There have been a lot of “Oh yeah, that’s right. Huh, I hadn’t thought of that” moments this way. Claude was actually following my spec and dealing with things that I hadn’t yet considered.
Code Analysis
There’s a “polish” step encoded into the spec-kit instructions. It takes a look at the code that was produced for the current feature and checks it for standard opportunities for refactoring or simplifying or clarifying. I routinely see it find groups of code that can be refactored for better reuse among the multiple modules produced over time. It’s just like a regular human programmer in this regard: we might not see these groupings until after we’ve written all the code.
I do something extra here that some might find to be a waste of tokens. After Claude has given the thumbs-up on completing the polish phase in this session/feature, I ask a completely ignorant agent to do an analysis of the code. I deliberately want an agent that doesn’t have any context from the conversation to analyse the code.
This “LLM as judge” agent isn’t even given the spec. I just ask it to analyze the code. For my current project (Agentic Realms), I’ve had to include specific instructions to look for code that will cause problems when running in a multi-node cluster, race condition issues, bad database performance, anti-patterns, and poor use of GenServers.
Constitution
In the context of spec-driven development, a constitution is a core rulebook that dictates how software gets built across the entire project. It serves as the immutable architectural governance layer that both AI agents and human developers must follow at all times.
Most of the people I’ve spoken to about using constitutions don’t really pay it much attention. For Akka projects created using specify, we automatically include a constitution that captures rules and best practices developed by the Akka team over the years. For my project, I think I actually left the constutition untouched for my first few features.
Lately I’ve been adding a number of rules to my Agentic Realms (Elixir/Phoenix) constitution because (here comes the controversial bit) I’ve been reviewing the code and have found a number of very, very, very-very bad things. I’ve included my list of unbreakable rules of event sourcing as well as a handful of others that arose specifically from terrible code:
- It wrote code that directly manipulated the persisted state of an aggregate without use of command or event. This kind of code is easy to miss, especially if you’re assuming Claude won’t do this kind of thing.
- It accessed the wall clock for computation in an event handler.
- It routinely rewrites huge portions of code that implement already existing things. It rewrote (poorly) the CSS functionality that comes from
columns: reverse. - It misdiagnosed something as a race condition and spent 2 hours trying to fix, when the problem stemmed from a far-too-tightly-coupled string assertion in a test on HTML output.
- It sent every single character a user typed to the server for a full Phoenix component round-trip for no reason whatsoever. It couldn’t even tell me why it had done this. The text input field wasn’t a live update or an autocomplete, it was just a box that waits for the user to click submit or hit enter.
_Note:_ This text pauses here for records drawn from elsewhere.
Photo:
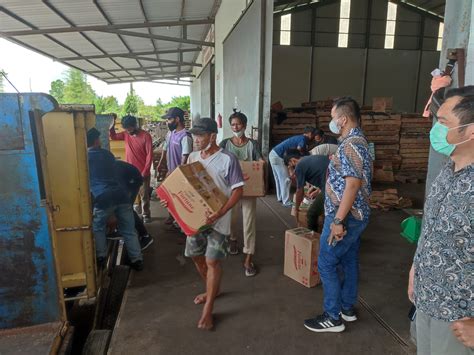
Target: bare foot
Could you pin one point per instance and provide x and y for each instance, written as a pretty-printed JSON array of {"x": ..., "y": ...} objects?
[
  {"x": 206, "y": 322},
  {"x": 201, "y": 298}
]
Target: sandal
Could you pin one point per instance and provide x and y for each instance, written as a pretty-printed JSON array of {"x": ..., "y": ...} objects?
[
  {"x": 250, "y": 271},
  {"x": 233, "y": 248}
]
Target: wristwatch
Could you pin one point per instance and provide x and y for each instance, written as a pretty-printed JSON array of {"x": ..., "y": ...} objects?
[{"x": 338, "y": 222}]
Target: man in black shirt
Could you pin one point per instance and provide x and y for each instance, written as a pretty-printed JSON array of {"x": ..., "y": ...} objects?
[
  {"x": 131, "y": 179},
  {"x": 311, "y": 169}
]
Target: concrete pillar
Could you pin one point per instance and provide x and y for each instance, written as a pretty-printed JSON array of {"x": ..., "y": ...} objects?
[{"x": 457, "y": 27}]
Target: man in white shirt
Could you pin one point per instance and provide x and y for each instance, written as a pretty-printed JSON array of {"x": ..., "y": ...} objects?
[{"x": 209, "y": 248}]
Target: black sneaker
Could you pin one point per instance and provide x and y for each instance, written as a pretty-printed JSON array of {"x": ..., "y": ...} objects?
[
  {"x": 349, "y": 315},
  {"x": 137, "y": 265},
  {"x": 146, "y": 241},
  {"x": 324, "y": 323}
]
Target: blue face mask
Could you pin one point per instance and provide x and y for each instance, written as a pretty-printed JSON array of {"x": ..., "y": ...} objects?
[{"x": 438, "y": 139}]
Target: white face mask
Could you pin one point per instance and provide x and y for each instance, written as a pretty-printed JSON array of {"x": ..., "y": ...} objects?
[{"x": 239, "y": 134}]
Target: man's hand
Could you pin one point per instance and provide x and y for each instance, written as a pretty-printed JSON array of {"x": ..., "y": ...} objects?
[
  {"x": 337, "y": 233},
  {"x": 463, "y": 330},
  {"x": 164, "y": 203},
  {"x": 411, "y": 277},
  {"x": 212, "y": 218},
  {"x": 112, "y": 125}
]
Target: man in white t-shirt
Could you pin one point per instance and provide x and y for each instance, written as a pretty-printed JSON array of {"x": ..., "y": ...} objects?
[{"x": 209, "y": 248}]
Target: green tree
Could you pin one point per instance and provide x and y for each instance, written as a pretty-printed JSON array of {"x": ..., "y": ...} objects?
[
  {"x": 57, "y": 90},
  {"x": 108, "y": 104},
  {"x": 76, "y": 89},
  {"x": 183, "y": 102}
]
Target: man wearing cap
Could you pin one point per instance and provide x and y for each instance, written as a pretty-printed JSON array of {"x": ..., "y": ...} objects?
[
  {"x": 110, "y": 198},
  {"x": 178, "y": 144},
  {"x": 139, "y": 153},
  {"x": 209, "y": 248}
]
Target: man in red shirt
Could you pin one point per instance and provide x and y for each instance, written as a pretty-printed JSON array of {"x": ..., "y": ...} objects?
[{"x": 139, "y": 153}]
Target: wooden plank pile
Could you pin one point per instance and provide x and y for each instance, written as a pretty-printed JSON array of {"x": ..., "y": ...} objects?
[
  {"x": 388, "y": 199},
  {"x": 415, "y": 143},
  {"x": 383, "y": 130}
]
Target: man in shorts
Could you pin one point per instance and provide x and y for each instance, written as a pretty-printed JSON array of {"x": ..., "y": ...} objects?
[{"x": 209, "y": 248}]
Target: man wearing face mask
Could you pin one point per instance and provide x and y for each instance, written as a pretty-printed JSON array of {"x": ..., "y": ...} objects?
[
  {"x": 209, "y": 248},
  {"x": 441, "y": 278},
  {"x": 347, "y": 214},
  {"x": 178, "y": 144},
  {"x": 280, "y": 171},
  {"x": 139, "y": 153},
  {"x": 245, "y": 149}
]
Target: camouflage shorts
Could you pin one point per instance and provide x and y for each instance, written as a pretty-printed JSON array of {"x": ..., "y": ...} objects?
[{"x": 211, "y": 244}]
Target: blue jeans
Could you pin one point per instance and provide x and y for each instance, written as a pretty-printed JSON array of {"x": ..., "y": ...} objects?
[
  {"x": 126, "y": 228},
  {"x": 282, "y": 178},
  {"x": 339, "y": 266}
]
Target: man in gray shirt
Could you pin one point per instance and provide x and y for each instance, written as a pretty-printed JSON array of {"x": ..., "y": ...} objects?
[{"x": 442, "y": 276}]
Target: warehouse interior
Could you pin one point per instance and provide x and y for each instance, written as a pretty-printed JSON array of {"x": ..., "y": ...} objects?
[{"x": 269, "y": 59}]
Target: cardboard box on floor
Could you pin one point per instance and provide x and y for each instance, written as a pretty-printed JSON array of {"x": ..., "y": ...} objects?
[
  {"x": 191, "y": 195},
  {"x": 254, "y": 177},
  {"x": 301, "y": 256}
]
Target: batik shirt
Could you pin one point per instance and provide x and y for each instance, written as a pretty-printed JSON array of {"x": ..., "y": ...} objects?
[
  {"x": 444, "y": 259},
  {"x": 353, "y": 159}
]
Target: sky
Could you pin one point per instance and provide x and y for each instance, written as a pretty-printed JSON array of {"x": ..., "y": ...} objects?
[{"x": 30, "y": 71}]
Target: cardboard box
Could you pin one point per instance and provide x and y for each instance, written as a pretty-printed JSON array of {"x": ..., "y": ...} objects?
[
  {"x": 192, "y": 195},
  {"x": 301, "y": 256},
  {"x": 254, "y": 177}
]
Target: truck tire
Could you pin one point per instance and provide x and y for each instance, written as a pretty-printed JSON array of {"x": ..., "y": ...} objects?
[
  {"x": 116, "y": 289},
  {"x": 97, "y": 342}
]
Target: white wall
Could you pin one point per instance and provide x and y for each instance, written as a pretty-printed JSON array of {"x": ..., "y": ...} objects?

- It kept writing (over and over and over …) code that would break if a piece of JSON de-serialized into something that had a non-existent atom in it.
- It constantly made
GenServerand process and messaging mistakes that would go unnoticed when testing locally and would fail when onn-node clusters.
Wrap-Up
After all this blabbering, what I hope you take away from this post is that you own the policing of AI generated code. The AI, no matter how advanced or how good your prompts and specs are, is going to make mistakes. It’s our job to spot those mistakes before our customers do.